Dédollarisation, développement : l’Afrique sollicitée de toute part

Témoignant que l’Afrique est un théâtre majeur de la bataille entre l’actuel « ordre fondé sur les règles » et le nouvel ordre économique, on a vu s’y déployer une intense activité diplomatique au cours du mois de janvier. Du 10 au 16 janvier, le ministre chinois des Affaires étrangères, Qin Gang, était en visite en Éthiopie, au Gabon, en Angola, au Bénin et en Égypte (voir AS 3/23), suivi par son homologue russe, Serguei Lavrov, qui s’est rendu en Afrique du Sud, en Angola, en Eswatini (ancien Swaziland) et en Érythrée du 23 au 26 janvier. Parallèlement, l’administration Biden a choisi d’envoyer non pas son chef de la diplomatie, mais sa ministre des Finances, la secrétaire au Trésor Janet Yellen, pour une tournée de dix jours l’ayant conduite au Sénégal, en Zambie et en Afrique du Sud (18-27 janvier).

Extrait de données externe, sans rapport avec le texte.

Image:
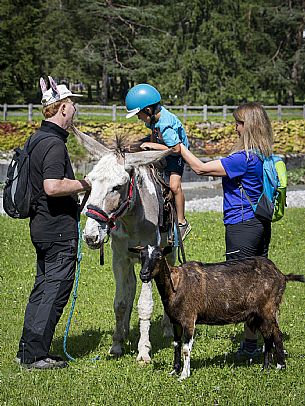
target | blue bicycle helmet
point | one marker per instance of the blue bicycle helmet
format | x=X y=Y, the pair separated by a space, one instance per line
x=139 y=97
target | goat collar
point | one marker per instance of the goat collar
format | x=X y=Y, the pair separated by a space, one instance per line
x=102 y=217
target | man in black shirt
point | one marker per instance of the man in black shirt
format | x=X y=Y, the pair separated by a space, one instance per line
x=53 y=228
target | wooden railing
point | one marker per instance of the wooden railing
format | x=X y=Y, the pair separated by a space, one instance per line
x=31 y=112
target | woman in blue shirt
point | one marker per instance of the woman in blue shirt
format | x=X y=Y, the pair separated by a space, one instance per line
x=245 y=235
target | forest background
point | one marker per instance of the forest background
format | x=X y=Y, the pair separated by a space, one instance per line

Une importance accrue revient cette année à l’Afrique du Sud, car elle occupe la présidence tournante des BRICS, organisation qui pourrait s’ouvrir à neuf nouveaux pays membres au cours des mois à venir. C’est aussi un point névralgique pour la transition vers une dédollarisation du système financier international et l’utilisation de monnaies nationales et régionales dans le commerce international, comme Sergueï Lavrov l’a souligné lors de sa visite. Pour commencer, les cinq nations BRICS pourraient créer leur propre monnaie.

Comme la plupart des pays africains, l’Afrique du Sud a refusé de se laisser entraîner dans la compétition « Occident contre Russie et Chine ». Dans ce contexte, la ministre des Affaires étrangères, Naledi Pandor, n’a pas mâché ses mots en commentant tout récemment un projet de loi au Congrès américain, prévoyant d’imposer des sanctions et des restrictions commerciales aux pays africains impliqués dans des activités avec la Russie, considérées comme nuisibles aux objectifs et aux intérêts de Washington. Elle a conseillé aux élus américains de tout simplement « le déchirer » et « ne pas le poursuivre sous quelque forme que ce soit ».

L’objectif de Mme Yellen en Afrique était plus particulièrement de contrer l’influence de la Chine sur le continent. Cependant, elle a dû modifier quelque peu les attaques directes contre la politique de Beijing, les pays participant au sommet États-Unis-Afrique à Washington du 13 au 15 décembre ayant clairement signalé leur refus de prendre parti dans le conflit américain avec la Chine. Elle est donc arrivée avec un nouveau stratagème en poche (voir ci-dessous).

Avant de quitter le gala des milliardaires à Davos pour s’envoler vers l’Afrique, la secrétaire américaine au Trésor a prétendu que le gouvernement chinois, par la voix de son Premier ministre adjoint Liu He, l’avait assurée de son soutien aux efforts de Washington pour « alléger la dette » africaine. Toutefois, une déclaration de l’ambassade de Chine en Zambie publiée le jour de son arrivée, indique le contraire. Elle reproche aux États-Unis de contribuer à la crise de la dette dans le monde par leurs politiques inflationnistes et la hausse des taux d’intérêt. Pour l’essentiel, elle conseille à Washington de se préoccuper de son propre endettement — qui atteint aujourd’hui 31 000 milliards de dollars (!) – de sorte qu’il est mal placé pour dicter des solutions aux autres nations.